From: lkcl <lkcl@web>
Date: Thu, 21 Apr 2022 09:27:39 +0000 (+0100)
Subject: (no commit message)
X-Git-Tag: opf_rfc_ls005_v1~2655
X-Git-Url: https://git.libre-soc.org/?a=commitdiff_plain;h=4b032e88978b47d7af96aebea9bd5958ed19fb53;p=libreriscv.git

---

diff --git a/openpower/sv/biginteger/analysis.mdwn b/openpower/sv/biginteger/analysis.mdwn
index 371e81926..52174220f 100644
--- a/openpower/sv/biginteger/analysis.mdwn
+++ b/openpower/sv/biginteger/analysis.mdwn
@@ -188,6 +188,43 @@ afterwards.  Essentially there are three phases:
 * Carry-Correction with a big integer add, if the estimate from
   phase 1 was wrong by one digit.
 
+From Knuth's Algorithm D, implemented in
+[mulmnu.c](https://git.libre-soc.org/?p=libreriscv.git;a=blob;f=openpower/sv/bitmanip/mulmnu.c;hb=HEAD),
+Phase 2 is expressed in c, as:
+
+```
+      // Multiply and subtract.
+      k = 0;
+      for (i = 0; i < n; i++) {
+         p = qhat*vn[i]; // 64-bit product
+         t = un[i+j] - k - (p & 0xFFFFFFFFLL);
+         un[i+j] = t;
+         k = (p >> 32) - (t >> 32);
+      }
+```
+
+Where analysis of this algorithm, if a temporary vector is acceptable,
+shows that it can be split into two in exactly the same way as Algorithm M,
+this time using subtract instead of add.
+
+```
+      // this becomes the basis for sv.msubed in RS=RC Mode,
+      // where k is RC
+      k = 0;
+      for (i = 0; i < m; i++) {
+         unsigned product = k - u[i]*v[j];
+         k = product>>16;
+         plo[i] = product; // & 0xffff
+      }
+      // this is simply sv.subfe where k is XER.CA
+      k = 1; // borrow not carry
+      for (i = 0; i < m; i++) {
+         t = w[i + j] + k - plo[i];
+         w[i + j] = t;          // (I.e., t & 0xFFFF).
+         k = t >> 16; // borrow: should only be 1 bit
+      }
+```
+
 In essence then the primary focus of Vectorised Big-Int divide is in
 fact big-integer multiply (more specifically, mul-and-subtract).
 
@@ -195,3 +232,7 @@ fact big-integer multiply (more specifically, mul-and-subtract).

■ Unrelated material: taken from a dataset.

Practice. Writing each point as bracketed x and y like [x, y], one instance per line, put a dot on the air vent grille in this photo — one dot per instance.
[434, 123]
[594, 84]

     RT = lowerhalf(product)
     RS = upperhalf(product)
 
+Detection of the fixup (phase 3) is determined by the Carry (borrow)
+bit at the end. Logically: if borrow was required then the qhat estimate
+was too large and the correction is required, which is nothing more than
+a Vectorised big-integer add (one instruction).